Вспоминаются в связи с этим слова А. И. Герцена о тех, кто не пользуется в России привилегиями: «Чтоб знать, что такое русская тюрьма, русский суд и полиция, для этого надобно быть мужиком, дворовым, мастеровым или мещанином… с такими полиция не церемонится: к кому мужик или мастеровой пойдет жаловаться, где найдет СУД?»

Пройдут десятилетия, и та же невеселая мысль придет к поэту Иосифу Бродскому, отбывавшему ссылку в наших северных краях.

У населения тюрьмы были свои, тюремные интересы.
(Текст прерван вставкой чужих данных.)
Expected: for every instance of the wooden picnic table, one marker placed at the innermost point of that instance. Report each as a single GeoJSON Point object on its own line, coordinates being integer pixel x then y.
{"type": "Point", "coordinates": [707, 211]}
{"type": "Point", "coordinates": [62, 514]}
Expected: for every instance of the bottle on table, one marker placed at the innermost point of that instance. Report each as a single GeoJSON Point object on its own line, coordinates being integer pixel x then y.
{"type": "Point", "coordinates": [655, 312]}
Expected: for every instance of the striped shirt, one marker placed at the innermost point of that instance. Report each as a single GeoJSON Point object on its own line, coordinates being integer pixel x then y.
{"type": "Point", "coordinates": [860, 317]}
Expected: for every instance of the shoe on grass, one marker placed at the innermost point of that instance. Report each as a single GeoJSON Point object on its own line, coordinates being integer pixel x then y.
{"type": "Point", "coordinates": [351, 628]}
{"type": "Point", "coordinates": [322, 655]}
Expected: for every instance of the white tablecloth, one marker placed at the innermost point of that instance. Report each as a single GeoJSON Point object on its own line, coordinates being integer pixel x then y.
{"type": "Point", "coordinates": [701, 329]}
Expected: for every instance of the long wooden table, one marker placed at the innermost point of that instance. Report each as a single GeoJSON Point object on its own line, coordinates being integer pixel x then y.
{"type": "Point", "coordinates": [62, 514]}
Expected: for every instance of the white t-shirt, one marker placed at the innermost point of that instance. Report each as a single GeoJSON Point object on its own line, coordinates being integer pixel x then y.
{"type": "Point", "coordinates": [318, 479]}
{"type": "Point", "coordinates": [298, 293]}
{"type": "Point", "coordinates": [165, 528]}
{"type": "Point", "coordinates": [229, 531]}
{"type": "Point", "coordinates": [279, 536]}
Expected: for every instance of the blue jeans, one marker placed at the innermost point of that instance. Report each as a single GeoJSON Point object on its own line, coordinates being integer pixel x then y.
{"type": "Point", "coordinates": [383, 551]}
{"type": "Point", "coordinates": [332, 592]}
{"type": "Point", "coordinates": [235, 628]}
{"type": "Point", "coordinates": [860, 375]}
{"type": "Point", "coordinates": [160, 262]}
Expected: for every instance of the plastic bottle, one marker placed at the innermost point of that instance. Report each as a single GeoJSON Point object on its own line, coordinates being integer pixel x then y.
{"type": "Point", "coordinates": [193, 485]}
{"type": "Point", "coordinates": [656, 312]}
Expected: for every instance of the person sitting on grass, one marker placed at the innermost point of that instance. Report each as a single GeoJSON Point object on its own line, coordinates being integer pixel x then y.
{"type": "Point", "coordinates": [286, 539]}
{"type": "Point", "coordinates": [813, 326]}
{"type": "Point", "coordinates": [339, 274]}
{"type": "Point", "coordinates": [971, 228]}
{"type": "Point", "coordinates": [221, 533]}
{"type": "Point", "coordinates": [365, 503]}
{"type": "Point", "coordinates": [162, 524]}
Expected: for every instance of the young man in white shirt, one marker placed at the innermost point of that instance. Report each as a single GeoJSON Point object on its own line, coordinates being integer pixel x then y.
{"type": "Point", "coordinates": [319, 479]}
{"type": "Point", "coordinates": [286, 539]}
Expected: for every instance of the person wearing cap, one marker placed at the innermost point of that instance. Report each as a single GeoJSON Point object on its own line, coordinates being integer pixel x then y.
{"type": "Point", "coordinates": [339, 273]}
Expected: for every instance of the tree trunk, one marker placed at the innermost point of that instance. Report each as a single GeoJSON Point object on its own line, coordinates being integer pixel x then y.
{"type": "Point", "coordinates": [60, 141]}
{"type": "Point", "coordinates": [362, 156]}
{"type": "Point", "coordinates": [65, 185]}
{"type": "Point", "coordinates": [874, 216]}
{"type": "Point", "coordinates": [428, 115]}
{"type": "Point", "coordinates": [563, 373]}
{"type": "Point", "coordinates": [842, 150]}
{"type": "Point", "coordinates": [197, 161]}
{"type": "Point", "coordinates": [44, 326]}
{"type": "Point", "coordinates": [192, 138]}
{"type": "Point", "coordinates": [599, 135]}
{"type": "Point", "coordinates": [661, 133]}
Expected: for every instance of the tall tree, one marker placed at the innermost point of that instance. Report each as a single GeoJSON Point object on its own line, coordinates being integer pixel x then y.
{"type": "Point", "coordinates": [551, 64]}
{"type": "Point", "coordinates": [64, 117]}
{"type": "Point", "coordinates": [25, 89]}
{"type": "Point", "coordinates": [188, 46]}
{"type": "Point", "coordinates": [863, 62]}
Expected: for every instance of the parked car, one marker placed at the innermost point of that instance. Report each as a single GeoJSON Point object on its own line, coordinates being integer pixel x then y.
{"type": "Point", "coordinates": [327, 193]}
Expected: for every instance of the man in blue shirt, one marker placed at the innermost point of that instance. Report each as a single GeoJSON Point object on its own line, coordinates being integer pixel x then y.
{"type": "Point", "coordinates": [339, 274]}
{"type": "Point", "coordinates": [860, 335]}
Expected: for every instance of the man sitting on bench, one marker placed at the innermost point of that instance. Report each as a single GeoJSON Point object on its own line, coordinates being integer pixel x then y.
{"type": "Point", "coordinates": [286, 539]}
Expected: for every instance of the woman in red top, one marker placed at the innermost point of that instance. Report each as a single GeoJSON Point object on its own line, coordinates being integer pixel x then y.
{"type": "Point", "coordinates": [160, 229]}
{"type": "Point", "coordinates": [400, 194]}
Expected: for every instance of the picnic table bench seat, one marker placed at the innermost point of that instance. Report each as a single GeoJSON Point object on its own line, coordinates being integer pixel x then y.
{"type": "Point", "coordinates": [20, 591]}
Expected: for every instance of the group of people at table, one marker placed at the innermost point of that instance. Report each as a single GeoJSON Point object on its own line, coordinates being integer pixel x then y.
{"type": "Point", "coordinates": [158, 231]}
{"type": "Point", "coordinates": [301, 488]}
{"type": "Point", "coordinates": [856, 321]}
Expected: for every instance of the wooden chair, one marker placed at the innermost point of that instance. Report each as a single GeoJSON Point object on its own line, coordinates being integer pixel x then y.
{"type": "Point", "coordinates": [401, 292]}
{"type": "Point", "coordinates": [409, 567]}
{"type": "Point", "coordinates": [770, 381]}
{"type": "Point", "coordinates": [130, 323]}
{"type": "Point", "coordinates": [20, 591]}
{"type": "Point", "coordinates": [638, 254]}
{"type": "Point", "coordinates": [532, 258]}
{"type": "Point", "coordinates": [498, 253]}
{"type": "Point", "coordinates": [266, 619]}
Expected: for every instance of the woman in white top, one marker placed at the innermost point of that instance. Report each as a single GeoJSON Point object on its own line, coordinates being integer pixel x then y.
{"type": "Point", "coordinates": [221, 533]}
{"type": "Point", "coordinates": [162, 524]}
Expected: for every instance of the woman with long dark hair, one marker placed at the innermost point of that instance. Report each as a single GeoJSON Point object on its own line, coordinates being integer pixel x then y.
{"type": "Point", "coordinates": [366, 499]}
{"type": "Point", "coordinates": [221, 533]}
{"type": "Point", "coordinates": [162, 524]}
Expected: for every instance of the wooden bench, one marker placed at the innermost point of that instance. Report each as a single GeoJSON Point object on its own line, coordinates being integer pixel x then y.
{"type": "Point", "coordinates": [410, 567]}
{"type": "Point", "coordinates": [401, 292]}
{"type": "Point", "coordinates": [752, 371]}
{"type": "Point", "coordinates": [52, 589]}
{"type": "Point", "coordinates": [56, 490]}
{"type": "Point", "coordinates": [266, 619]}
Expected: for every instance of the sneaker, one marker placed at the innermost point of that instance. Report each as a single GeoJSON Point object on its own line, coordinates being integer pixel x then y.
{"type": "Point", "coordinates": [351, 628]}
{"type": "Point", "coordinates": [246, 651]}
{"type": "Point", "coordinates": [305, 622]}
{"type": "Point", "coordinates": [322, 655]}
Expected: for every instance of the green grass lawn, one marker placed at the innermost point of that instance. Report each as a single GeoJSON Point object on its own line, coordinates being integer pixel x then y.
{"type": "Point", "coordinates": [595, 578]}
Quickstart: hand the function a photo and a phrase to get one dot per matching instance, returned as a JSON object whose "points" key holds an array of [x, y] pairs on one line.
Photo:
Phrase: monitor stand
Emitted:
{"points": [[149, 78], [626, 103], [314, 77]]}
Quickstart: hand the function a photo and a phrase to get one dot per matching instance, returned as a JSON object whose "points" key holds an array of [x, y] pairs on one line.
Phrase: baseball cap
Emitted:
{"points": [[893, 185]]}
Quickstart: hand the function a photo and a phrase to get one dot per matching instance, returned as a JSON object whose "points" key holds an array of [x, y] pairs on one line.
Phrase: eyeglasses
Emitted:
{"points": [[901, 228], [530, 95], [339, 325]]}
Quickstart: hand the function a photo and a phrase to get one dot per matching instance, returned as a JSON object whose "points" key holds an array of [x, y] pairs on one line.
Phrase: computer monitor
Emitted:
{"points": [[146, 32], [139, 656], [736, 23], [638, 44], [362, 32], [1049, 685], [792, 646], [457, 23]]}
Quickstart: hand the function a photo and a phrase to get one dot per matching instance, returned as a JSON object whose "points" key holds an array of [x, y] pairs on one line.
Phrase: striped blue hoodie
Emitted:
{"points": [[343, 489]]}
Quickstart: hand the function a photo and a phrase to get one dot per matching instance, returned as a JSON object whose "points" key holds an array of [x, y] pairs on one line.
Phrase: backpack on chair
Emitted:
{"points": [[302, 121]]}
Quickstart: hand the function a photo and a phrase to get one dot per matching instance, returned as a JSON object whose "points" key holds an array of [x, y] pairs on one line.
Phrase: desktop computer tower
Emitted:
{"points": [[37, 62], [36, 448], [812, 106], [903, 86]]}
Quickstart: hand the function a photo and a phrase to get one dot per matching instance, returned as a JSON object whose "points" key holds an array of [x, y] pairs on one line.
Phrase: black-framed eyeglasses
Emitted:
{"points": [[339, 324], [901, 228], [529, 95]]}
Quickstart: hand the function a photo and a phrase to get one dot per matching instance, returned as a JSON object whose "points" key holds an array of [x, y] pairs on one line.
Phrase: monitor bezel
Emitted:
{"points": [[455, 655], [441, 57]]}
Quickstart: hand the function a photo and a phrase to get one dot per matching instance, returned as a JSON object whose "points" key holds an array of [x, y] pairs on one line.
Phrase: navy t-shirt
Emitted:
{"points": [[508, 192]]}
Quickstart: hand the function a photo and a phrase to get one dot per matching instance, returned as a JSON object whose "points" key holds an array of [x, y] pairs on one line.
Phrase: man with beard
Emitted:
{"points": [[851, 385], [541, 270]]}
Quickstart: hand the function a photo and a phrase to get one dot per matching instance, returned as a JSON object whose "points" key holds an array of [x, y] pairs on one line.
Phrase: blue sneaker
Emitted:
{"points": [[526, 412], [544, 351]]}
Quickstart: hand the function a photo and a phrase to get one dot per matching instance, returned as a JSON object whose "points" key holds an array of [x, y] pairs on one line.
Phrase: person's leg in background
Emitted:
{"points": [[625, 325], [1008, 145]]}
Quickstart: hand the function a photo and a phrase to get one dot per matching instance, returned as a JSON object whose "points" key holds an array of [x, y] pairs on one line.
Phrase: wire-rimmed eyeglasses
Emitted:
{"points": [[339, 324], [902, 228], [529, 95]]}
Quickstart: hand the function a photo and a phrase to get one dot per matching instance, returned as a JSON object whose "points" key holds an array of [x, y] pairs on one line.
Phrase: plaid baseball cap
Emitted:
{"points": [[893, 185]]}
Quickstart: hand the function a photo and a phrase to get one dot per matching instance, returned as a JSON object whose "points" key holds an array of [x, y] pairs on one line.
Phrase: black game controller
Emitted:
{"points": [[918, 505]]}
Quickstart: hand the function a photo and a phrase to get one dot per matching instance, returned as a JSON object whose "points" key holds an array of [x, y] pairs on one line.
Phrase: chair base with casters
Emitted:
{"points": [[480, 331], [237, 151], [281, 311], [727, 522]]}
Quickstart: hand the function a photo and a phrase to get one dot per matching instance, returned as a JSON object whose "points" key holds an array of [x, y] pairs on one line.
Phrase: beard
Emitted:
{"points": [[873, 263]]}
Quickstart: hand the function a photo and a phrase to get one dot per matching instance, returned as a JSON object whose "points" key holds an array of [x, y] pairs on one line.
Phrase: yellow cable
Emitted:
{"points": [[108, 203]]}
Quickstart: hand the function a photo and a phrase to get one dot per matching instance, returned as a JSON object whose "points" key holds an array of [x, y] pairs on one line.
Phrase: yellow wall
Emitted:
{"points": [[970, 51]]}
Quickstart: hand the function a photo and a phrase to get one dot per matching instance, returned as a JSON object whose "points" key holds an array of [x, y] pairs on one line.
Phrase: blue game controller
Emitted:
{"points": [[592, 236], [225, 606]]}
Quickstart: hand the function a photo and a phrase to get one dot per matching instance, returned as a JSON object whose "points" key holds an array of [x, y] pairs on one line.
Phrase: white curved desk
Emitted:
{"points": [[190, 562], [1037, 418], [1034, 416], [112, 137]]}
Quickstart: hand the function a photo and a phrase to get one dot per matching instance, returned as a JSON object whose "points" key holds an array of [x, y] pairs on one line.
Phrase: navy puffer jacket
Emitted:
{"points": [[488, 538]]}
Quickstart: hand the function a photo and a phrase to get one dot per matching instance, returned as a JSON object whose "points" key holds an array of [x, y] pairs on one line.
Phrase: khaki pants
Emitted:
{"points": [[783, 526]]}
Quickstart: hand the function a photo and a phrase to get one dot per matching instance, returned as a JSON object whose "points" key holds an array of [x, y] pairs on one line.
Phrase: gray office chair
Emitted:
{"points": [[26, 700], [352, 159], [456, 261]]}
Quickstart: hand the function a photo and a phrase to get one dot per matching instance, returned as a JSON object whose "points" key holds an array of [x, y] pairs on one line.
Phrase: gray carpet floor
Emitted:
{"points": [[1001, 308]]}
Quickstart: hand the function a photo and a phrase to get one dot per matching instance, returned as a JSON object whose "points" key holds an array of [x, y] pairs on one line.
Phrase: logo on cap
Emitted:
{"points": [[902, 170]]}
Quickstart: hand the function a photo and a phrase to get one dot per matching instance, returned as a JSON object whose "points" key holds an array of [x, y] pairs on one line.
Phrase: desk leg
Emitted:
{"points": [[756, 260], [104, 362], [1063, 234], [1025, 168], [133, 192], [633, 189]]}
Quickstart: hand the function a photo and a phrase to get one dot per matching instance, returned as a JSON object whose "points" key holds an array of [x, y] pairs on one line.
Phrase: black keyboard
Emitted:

Прежде всего тюрьма жила слухами об амнистиях, о «разгрузках» — такие проводились в двадцатые годы.

Амнистию ждали в январе по случаю Кровавого воскресенья, в феврале — в связи с годовщиной Февральской революции, в марте — в честь Международного дня работницы или, как его еще называли, Международного коммунистического женского дня, а также в честь Дня Парижской коммуны, ожидали ее в августе, потому что в прошлом году она была в августе, ждали и к 1 Мая, и к 7 Ноября, ждали в декабре по случаю очередной годовщины образования СССР.

Если амнистию ожидали в основном к праздникам, то «разгрузку» ждали постоянно. Тогда в тюрьмах количество арестантов не было секретом. Число их официально вывешивалось на специальных досках, да и те заключенные, что работали в канцелярии тюрьмы, знали о количестве в ней зэков. С увеличением их числа надежда на «разгрузку» возрастала. Тюрьма радовалась каждому новому заключенному. Чем больше — тем лучше: росли шансы выйти на свободу по «разгрузке».

В ожидании амнистии или «разгрузки» надо было как-то коротать время. Читать любили немногие. Большинство интересовалось разве что судебной хроникой в газетах. При этом жалели и воров, и бандитов. Когда же узнавали о том, что легко отделался какой-нибудь заворовавшийся чиновник, — возмущались: «Расстрелять надо было гада!»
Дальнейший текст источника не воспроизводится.